Pimenta se acercó a Calixto, dejando el hígado, de paso, en manos de Saraiva.

– Señor Calixto, yo soy el comisario Mello Pimenta. De sobra sé que no es éste el momento más oportuno, pero, así y todo, debo hacerle algunas preguntas.

– Por favor, comisario, adelante. Todo cuanto esté en mi mano para esclarecer este terrible asesinato… -respondió entre sollozos el empresario de pompas fúnebres.

– ¿Sabía usted si su hija tenía amigos nuevos?

– No, no, la pobrecita estaba enteramente dedicada a los huérfanos.

– ¿Observó usted últimamente si rondaba alguien su casa?

– No, tampoco. Vivimos en un barrio muy tranquilo. Cualquier anomalía me habría llamado la atención enseguida.

– Si recuerda usted en algún momento algo que crea que puede interesarme, ya sabe, estoy en la comisaría número tres -le informó Pimenta.

Mientras el comisario hacía estas preguntas, Holmes examinaba por su cuenta la ropa rasgada de Carolina de Lourdes, que estaba hecha un rebuño en un rincón. Notó, perdida entre los pliegues de la falda, una larga crin de caballo que había pasado inadvertida en los primeros exámenes. Sin que nadie le viese, Holmes la enrolló entre los dedos y se la guardó en el bolsillo.

Josué Calixto, entre tanto, se secaba las lágrimas, diciendo:

– Y ahora, si me lo permiten ustedes, me gustaría quedarme* aquí a solas con mi hija unos momentos. ¿Quién es el encargado?

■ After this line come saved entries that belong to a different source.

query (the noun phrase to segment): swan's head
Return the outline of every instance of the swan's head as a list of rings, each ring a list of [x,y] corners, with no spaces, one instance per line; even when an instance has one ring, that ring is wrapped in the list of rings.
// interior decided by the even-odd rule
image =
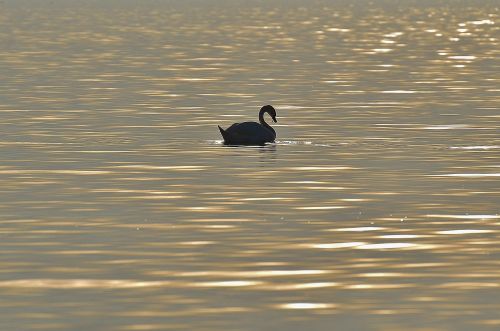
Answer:
[[[265,113],[268,113],[271,118],[273,119],[273,122],[276,123],[276,109],[274,109],[273,106],[271,105],[267,105],[267,106],[264,106],[260,109],[261,111],[265,112]]]

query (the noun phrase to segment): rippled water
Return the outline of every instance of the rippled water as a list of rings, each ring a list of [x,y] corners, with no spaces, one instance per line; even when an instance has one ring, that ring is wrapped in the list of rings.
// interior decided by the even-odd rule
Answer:
[[[492,3],[0,4],[1,329],[498,330]]]

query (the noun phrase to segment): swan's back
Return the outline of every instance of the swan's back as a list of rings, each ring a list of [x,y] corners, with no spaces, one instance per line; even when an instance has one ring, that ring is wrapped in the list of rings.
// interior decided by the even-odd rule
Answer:
[[[274,132],[256,122],[234,123],[221,133],[226,144],[234,145],[263,145],[276,138]]]

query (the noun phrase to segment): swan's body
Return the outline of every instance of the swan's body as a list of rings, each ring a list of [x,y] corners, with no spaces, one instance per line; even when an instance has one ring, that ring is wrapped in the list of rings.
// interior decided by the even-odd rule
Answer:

Saraiva, con una maniobra típica de malabarista, pasó el sufrido hígado al doctor Watson y dio un paso en dirección a Calixto:

– Soy yo, Saraiva, a sus órdenes.

– De nombre le conozco mucho, profesor. Bueno, pues, como somos casi del mismo ramo, quería pedirle un favor.

– Usted dirá, señor Calixto.

– Verá, veo que el monstruo ha desgarrado salvajemente a mi pobre hija. Si usted ha terminado ya de examinarla, me gustaría utilizar toda mi habilidad para dar a la desdichada niña el aspecto que tenía en vida. No quiero que la vean así a la pobre, ni me gustaría un velatorio con el ataúd cerrado -concluyó, solemne, el empresario de pompas fúnebres.

– Por supuesto, señor Calixto, es lo menos que podríamos hacer -respondió Saraiva, apretándole la mano-, le acompaño muy de veras en el sentimiento.

Holmes, Pimenta y el forense se fueron despidiendo en silencio del pobre hombre. Cuando le llegó el turno a Watson, se sacó el hígado del bolsillo, donde lo llevaba escondido, lo limpió con el pañuelo y se lo entregó solemnemente a Josué Calixto, declarando, con aire compungido y en el inglés más shakespeariano del que era capaz:

– Me parece que esto le pertenece.

Se guardó el pañuelo en el bolsillo y salió de la sala de autopsias con la seriedad que el momento exigía.